Angry LGBT people began to congregate outside the gates of Media24 office park, the parent company of the Sunday Sun, from 2pm in a demonstration organised by Michael Smolinsky from Jewish Outlook under the auspices of the Joint Working Group.

The protesters sang songs, waved rainbow flags and held up placards which read “Honk if you hate homophobia”, “Sunday Sun promotes violence”, “Hate speech kills” and “Educate against hate”.

Many passing cars and trucks on the busy Kingsway road in Auckland Park hooted in support as they drove past.

“The LGBTI community is under attack and this article promotes hate and violence against LGBTI people,” said Smolinsky, referring to the growing spate of deadly hate crime attacks across the country, specifically on black lesbians.

The protestors were led into the office grounds were they continued to demonstrate on a stretch of grass facing the building entrance. A group of Media24 employees and journalists gathered outside to watch the unfolding events.

The event was videotaped by police who had a small but visible presence at the protest.

Mixael de Kock, host of the Bravo Brava radio show, made an impassioned speech to the crowd, slamming Jon Qwelane’s homophobia, and warning that ignoring hate speech would ultimately have dire consequences for everyone – gay and straight.

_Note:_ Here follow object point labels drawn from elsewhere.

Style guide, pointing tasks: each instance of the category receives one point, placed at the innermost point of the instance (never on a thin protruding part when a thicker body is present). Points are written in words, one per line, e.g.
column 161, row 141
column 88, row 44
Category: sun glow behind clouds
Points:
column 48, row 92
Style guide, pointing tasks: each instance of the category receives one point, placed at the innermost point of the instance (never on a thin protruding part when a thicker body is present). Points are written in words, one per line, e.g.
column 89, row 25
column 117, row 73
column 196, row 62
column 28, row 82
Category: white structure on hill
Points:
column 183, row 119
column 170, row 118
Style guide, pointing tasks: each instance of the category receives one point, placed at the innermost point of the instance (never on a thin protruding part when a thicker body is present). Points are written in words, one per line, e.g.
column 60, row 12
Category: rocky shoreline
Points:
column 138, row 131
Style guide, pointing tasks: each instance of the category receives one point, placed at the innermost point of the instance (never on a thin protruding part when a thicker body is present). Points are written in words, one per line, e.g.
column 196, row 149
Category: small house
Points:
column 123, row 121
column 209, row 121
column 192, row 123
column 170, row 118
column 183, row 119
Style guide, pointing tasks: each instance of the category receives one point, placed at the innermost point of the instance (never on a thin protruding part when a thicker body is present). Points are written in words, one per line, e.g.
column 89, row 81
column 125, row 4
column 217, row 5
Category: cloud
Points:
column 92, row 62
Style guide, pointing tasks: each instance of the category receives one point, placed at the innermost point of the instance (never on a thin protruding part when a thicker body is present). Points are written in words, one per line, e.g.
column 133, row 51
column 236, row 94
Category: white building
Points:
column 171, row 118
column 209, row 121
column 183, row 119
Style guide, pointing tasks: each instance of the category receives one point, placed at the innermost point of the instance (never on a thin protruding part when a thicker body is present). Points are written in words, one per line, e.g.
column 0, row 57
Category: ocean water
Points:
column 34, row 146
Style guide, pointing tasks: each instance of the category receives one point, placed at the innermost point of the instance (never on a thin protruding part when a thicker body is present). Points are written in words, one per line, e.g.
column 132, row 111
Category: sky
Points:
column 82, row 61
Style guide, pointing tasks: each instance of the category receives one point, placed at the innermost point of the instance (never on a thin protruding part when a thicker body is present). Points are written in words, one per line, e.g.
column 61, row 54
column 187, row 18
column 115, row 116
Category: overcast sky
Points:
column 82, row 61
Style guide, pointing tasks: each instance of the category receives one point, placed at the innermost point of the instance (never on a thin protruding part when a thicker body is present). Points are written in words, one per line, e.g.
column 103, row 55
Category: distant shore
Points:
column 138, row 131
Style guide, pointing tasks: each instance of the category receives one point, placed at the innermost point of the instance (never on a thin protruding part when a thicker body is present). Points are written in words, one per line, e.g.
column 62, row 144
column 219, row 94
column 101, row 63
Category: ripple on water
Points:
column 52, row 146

“Media24 cannot distance itself from the views of its employees – not if those views have been printed on paper owned by and then sold by the company,” said de Kock.

“And there is only one question for Media24 to answer: Is it ethical for Media24 to be making profits from spreading writings of intolerance and which may even incite the uninformed to commit crimes of violence against their fellow citizens?”

Steve Letsike from OUT LGBT then read out a memorandum from the Joint Working Group before handing it over to Themba Khumalo, Editor in Chief of the Sunday Sun, who was accompanied by his attorney.

The memorandum demanded that the Sunday Sun make an immediate apology and retract the article, that all Media24 publications distance themselves from Qwelane’s comments and that he be fired as a writer for Media24 publications.

Asked to make a comment to the protestors, Khumalo, who wore a Sunday Sun cap, refused to apologise: “I am not prepared to commit to anything until we have seen the memorandum,” he said before returning back to the building.

“I think [we] did well to deliver a strong, united response from the community that the advocating of hate in the mainstream media is a violation of Freedom of Expression, the SA Press Code as well as the foundational values of our Constitution, namely the Freedom, Dignity and Equality of all South African Citizens,” said Smolinsky in statement after the protest.

“I also think this highlighted the fact that for many South Africans, and particularly those that have become victims of Hate, these ideals exist only in theory whereby the choice to live one’s life freely and openly carries with it a deadly cost. To that extent our Democracy is failing, and the media can’t escape it’s complicity with that, nor shrug its responsibility to address these failures.”